The commission's formal nominations this week kickstart campaigning ahead of polls slated for February 2016, the third decade in power for Museveni, who has led the east African nation since 1986.
Opposition leaders have said they will field a joint candidate, expected to be either Besigye, leader of the Forum for Democratic Change (FDC) party and a three-time challenger, or ex-prime minister Mbabazi.
In September, efforts to select the candidate for The Democratic Alliance (TDA) coalition collapsed when Besigye and Mbabazi failed to agree on who would be the leader.
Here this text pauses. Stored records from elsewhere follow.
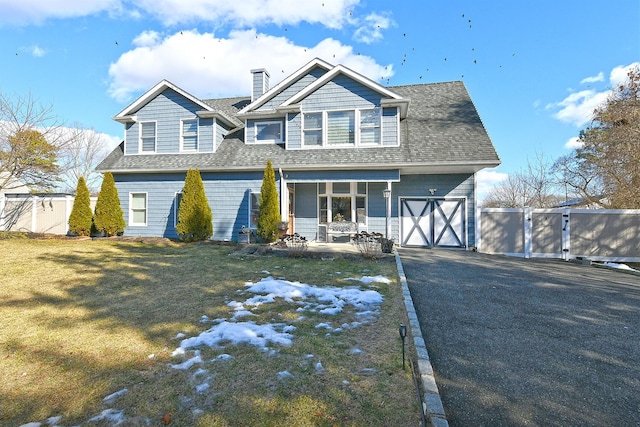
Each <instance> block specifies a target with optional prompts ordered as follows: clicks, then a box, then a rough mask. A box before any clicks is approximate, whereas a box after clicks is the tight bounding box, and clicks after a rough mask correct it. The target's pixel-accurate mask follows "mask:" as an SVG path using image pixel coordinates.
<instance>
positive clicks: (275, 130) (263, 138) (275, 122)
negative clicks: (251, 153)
mask: <svg viewBox="0 0 640 427" xmlns="http://www.w3.org/2000/svg"><path fill="white" fill-rule="evenodd" d="M255 132H256V142H258V143H274V144H280V143H281V142H282V123H281V122H258V123H256V124H255Z"/></svg>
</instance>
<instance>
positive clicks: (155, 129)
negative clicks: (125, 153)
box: [140, 122, 156, 153]
mask: <svg viewBox="0 0 640 427" xmlns="http://www.w3.org/2000/svg"><path fill="white" fill-rule="evenodd" d="M140 151H141V152H143V153H154V152H155V151H156V122H142V123H140Z"/></svg>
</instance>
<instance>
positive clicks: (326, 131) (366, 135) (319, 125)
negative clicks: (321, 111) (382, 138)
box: [302, 108, 382, 147]
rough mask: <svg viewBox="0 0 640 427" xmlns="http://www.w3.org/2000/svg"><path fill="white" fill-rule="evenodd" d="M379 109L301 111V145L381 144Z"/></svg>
mask: <svg viewBox="0 0 640 427" xmlns="http://www.w3.org/2000/svg"><path fill="white" fill-rule="evenodd" d="M381 111H382V109H381V108H370V109H355V110H341V111H325V112H315V113H303V115H302V134H303V138H302V141H303V146H304V147H354V146H372V145H381V143H382V132H381V122H382V115H381Z"/></svg>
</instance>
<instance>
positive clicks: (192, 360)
mask: <svg viewBox="0 0 640 427" xmlns="http://www.w3.org/2000/svg"><path fill="white" fill-rule="evenodd" d="M196 363H202V357H200V352H199V351H198V350H196V351H195V356H193V357H192V358H190V359H187V360H185V361H184V362H182V363H178V364H177V365H171V367H172V368H173V369H180V370H183V371H186V370H188V369H190V368H191V367H192V366H193V365H195V364H196Z"/></svg>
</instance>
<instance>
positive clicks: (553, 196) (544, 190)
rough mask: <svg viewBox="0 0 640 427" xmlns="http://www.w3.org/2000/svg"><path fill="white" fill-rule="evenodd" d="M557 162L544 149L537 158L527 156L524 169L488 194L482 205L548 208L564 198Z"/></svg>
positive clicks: (518, 207)
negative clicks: (547, 153) (553, 160)
mask: <svg viewBox="0 0 640 427" xmlns="http://www.w3.org/2000/svg"><path fill="white" fill-rule="evenodd" d="M552 167H553V164H552V163H551V162H550V161H549V160H548V159H547V158H546V157H545V156H544V154H543V153H536V158H535V160H534V161H531V160H530V159H527V167H526V168H525V169H524V170H520V171H517V172H515V173H512V174H509V175H508V177H507V179H506V180H505V181H503V182H501V183H499V184H498V185H497V186H495V187H494V188H493V189H492V190H491V191H490V192H489V193H488V194H487V196H486V197H485V199H484V200H483V202H482V206H484V207H487V208H522V207H525V206H528V207H532V208H547V207H553V206H557V204H558V203H559V202H561V201H562V199H563V198H562V196H560V195H559V192H558V186H557V181H556V179H555V177H554V175H553V173H552V172H553V169H552Z"/></svg>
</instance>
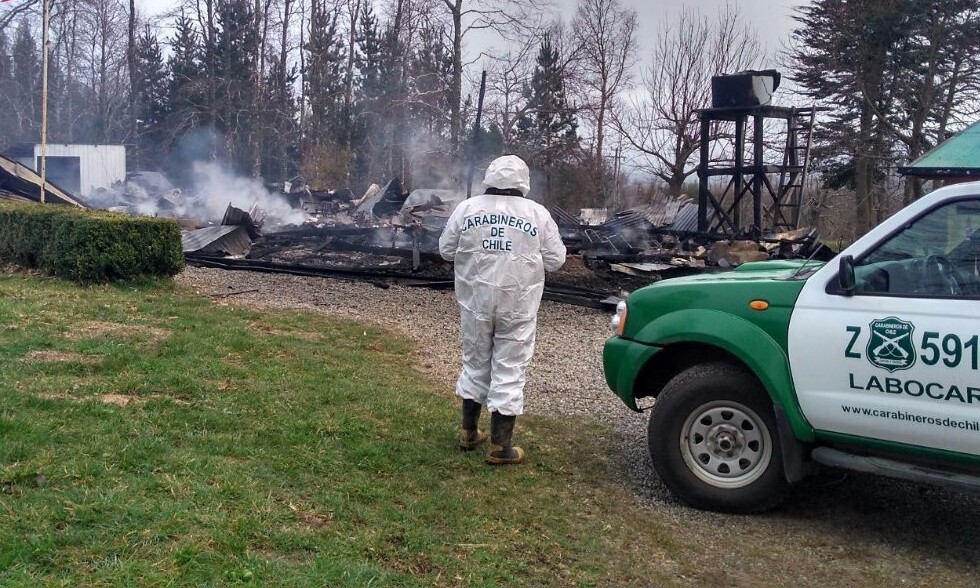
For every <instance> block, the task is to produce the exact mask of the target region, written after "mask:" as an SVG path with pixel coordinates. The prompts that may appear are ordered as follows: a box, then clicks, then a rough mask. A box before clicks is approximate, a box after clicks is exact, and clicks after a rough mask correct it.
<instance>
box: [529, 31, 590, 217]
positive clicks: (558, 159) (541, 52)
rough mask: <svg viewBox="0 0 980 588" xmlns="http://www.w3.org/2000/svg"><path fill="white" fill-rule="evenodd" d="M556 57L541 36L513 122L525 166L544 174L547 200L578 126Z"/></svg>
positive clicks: (545, 191)
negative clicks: (516, 113) (537, 50)
mask: <svg viewBox="0 0 980 588" xmlns="http://www.w3.org/2000/svg"><path fill="white" fill-rule="evenodd" d="M560 57H561V56H560V55H559V53H558V49H557V47H555V46H554V45H553V43H552V40H551V35H550V34H545V36H544V38H543V39H542V41H541V47H540V49H539V50H538V56H537V60H536V66H535V68H534V73H533V74H532V75H531V80H530V83H529V84H528V85H527V86H526V87H525V90H524V98H525V100H526V101H527V109H526V110H525V112H524V114H523V116H521V117H520V118H519V119H518V123H517V140H518V142H519V144H520V146H521V147H520V150H521V152H522V154H523V155H524V156H525V157H526V158H527V160H528V164H529V165H531V166H532V167H533V168H535V169H537V170H540V171H541V172H542V173H543V174H544V179H545V182H544V189H543V190H542V192H544V194H545V198H547V199H549V200H551V199H554V195H555V194H554V193H555V187H556V186H555V181H554V180H555V178H554V176H555V174H556V172H557V171H559V170H560V168H561V167H562V166H563V165H564V164H568V163H570V158H571V156H572V154H573V153H574V152H575V151H576V149H577V147H578V136H577V129H578V123H577V121H576V119H575V114H574V112H573V110H572V108H571V107H570V106H569V104H568V96H567V94H566V92H565V78H564V74H563V72H562V70H561V60H560ZM563 192H564V190H563Z"/></svg>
However, last week they agreed again to field a joint candidate.
Nevertheless, Museveni and the ruling National Resistance Movement (NRM) are widely expected to return to power.
"The past recent years have been years of building the foundation," Museveni said after his nomination, according to the New Vision newspaper.
"We have gone through three stages so far -- which include liberation, recovery and foundation -- and what is next is to take off."
But Mbabazi spoke hopefully of winning.
"Before us is the most wide-open race in our political history," Mbabazi said after being nominated. "I seek a change in government through peaceful means."
The nominations of Museveni and Mbabazi were approved on Tuesday, while Besigye was approved on Wednesday, the second and final day of the nomination process.
Besigye said he wanted to invest in all rather than just "a privileged few."
With the two main opposition candidates being influential former members of the ruling party, critics say they struggle to offer a convincing alternative or to effectively criticise a system they created and benefitted from.
Mbabazi's bid has sparked criticism from those who point out that many of the political failings he speaks of happened when he was the ruling NRM party secretary-general.
Other candidates include university professor Venansius Baryamureeba, who was also approved on Tuesday, as well as Abed Bwanika of the People's Development Party and Joseph Mabirizi, an evangelical pastor.